All this vitriol underscores the many stigmas and stereotypes attached to a hairstyle that dates to ancient Egypt and, more recently, is often associated with reggae artist Bob Marley, a member of the Rastafari movement.
But even though such mainstream celebrities as Whoopi Goldberg, singers Lenny Kravitz and Adam Duritz, baseball star Manny Ramirez and author Alice Walker have worn dreadlocks through the years, it’s a hairstyle that remains highly misunderstood.
“I can’t tell you how many people have approached me trying to buy, sell, or give me pot,” says Ludovic Blain, a Berkeley, Calif., resident who has worn dreadlocks for 14 years. “And I don’t smoke anything.”
Although he believes his thick tresses have gained more acceptance in recent years, Blain, who has a Cornell University education and an administrative position, has seen them provoke false perceptions in job interviews and some social circles.
“People struggle to fit me in a box, especially when I leave a major metropolitan area,” he says. “Am I a radical? Am I homeless? Lazy? … At this point, I just chuckle.”
Jason Howard can relate. The 36-year-old Oakland, Calif., professional recently hosted his mother, who flew in from North Carolina for a visit.
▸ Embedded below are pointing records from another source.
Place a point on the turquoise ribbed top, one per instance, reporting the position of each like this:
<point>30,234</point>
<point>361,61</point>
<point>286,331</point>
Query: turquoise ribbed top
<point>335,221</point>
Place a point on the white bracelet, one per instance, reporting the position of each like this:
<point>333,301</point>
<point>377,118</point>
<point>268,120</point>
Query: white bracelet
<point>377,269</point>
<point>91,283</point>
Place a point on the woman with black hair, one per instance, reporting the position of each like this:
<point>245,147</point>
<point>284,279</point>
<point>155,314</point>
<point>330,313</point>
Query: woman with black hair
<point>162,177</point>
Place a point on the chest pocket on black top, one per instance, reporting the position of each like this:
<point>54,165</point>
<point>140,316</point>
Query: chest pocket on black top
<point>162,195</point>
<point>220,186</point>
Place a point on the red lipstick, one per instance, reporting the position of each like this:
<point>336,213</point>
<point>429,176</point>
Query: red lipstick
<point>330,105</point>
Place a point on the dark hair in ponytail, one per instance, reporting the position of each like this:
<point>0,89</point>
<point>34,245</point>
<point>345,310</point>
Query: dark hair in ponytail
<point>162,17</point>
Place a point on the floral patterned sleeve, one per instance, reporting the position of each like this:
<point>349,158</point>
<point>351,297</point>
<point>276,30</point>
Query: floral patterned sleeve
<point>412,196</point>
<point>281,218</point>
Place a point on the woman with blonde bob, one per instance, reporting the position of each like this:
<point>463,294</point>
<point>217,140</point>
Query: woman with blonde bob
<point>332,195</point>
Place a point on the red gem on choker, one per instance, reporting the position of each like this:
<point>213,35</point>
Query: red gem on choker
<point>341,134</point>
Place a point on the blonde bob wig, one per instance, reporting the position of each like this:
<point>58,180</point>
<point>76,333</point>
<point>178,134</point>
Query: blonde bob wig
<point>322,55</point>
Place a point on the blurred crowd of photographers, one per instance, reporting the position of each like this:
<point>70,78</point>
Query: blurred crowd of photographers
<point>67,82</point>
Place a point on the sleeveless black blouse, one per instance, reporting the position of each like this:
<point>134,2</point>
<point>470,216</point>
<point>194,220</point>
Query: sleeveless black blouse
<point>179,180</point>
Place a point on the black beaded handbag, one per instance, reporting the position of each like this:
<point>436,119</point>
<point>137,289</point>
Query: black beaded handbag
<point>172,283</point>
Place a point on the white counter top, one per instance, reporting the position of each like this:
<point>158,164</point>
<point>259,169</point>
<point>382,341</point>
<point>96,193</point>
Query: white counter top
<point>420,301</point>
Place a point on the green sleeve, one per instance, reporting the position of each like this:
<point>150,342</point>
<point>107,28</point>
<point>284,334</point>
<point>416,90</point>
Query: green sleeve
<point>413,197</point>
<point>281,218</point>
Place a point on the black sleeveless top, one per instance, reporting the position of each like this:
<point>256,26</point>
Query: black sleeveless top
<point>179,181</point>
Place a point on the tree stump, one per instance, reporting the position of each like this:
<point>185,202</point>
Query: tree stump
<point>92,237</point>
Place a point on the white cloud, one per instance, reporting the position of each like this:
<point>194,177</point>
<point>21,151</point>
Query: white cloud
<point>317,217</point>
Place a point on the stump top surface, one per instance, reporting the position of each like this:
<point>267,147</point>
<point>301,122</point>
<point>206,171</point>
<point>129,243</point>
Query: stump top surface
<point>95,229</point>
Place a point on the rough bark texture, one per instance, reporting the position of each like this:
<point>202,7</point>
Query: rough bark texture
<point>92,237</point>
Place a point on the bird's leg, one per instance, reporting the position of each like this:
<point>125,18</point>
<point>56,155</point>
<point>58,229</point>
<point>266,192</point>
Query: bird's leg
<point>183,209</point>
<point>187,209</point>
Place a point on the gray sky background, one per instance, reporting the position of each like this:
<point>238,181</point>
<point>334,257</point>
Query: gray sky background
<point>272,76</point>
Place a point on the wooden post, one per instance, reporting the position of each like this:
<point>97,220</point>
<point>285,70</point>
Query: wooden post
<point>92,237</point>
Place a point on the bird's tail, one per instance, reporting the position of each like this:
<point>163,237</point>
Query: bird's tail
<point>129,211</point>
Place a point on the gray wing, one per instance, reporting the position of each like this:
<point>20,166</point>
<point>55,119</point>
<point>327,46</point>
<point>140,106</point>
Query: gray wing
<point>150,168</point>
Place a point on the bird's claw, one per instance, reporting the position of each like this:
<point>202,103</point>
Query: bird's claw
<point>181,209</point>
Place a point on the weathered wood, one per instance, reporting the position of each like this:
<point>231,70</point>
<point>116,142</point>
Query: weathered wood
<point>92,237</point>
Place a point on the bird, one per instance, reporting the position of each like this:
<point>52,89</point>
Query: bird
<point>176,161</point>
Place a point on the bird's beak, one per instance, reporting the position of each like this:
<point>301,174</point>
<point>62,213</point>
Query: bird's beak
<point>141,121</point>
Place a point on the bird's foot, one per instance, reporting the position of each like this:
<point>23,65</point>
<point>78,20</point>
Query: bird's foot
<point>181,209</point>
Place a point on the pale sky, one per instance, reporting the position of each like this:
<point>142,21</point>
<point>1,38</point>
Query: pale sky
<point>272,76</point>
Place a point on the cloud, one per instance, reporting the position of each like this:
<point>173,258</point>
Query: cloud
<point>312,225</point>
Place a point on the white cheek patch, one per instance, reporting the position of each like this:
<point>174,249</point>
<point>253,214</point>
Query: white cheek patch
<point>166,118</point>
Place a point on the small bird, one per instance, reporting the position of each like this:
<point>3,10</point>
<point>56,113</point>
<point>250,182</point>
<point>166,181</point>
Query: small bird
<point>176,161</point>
She took one look at her son’s cascade of robust dreadlocks and pulled him aside to ask if he was involved with drugs and gangs.
“I explained to her that my hair hasn’t changed me as a person,” he says. “It just fits my persona, and I feel it looks good on me.”
Loretta Green-Williams, 56, and Jordan Aiken, 23, have their own tales of dreadlocks woe.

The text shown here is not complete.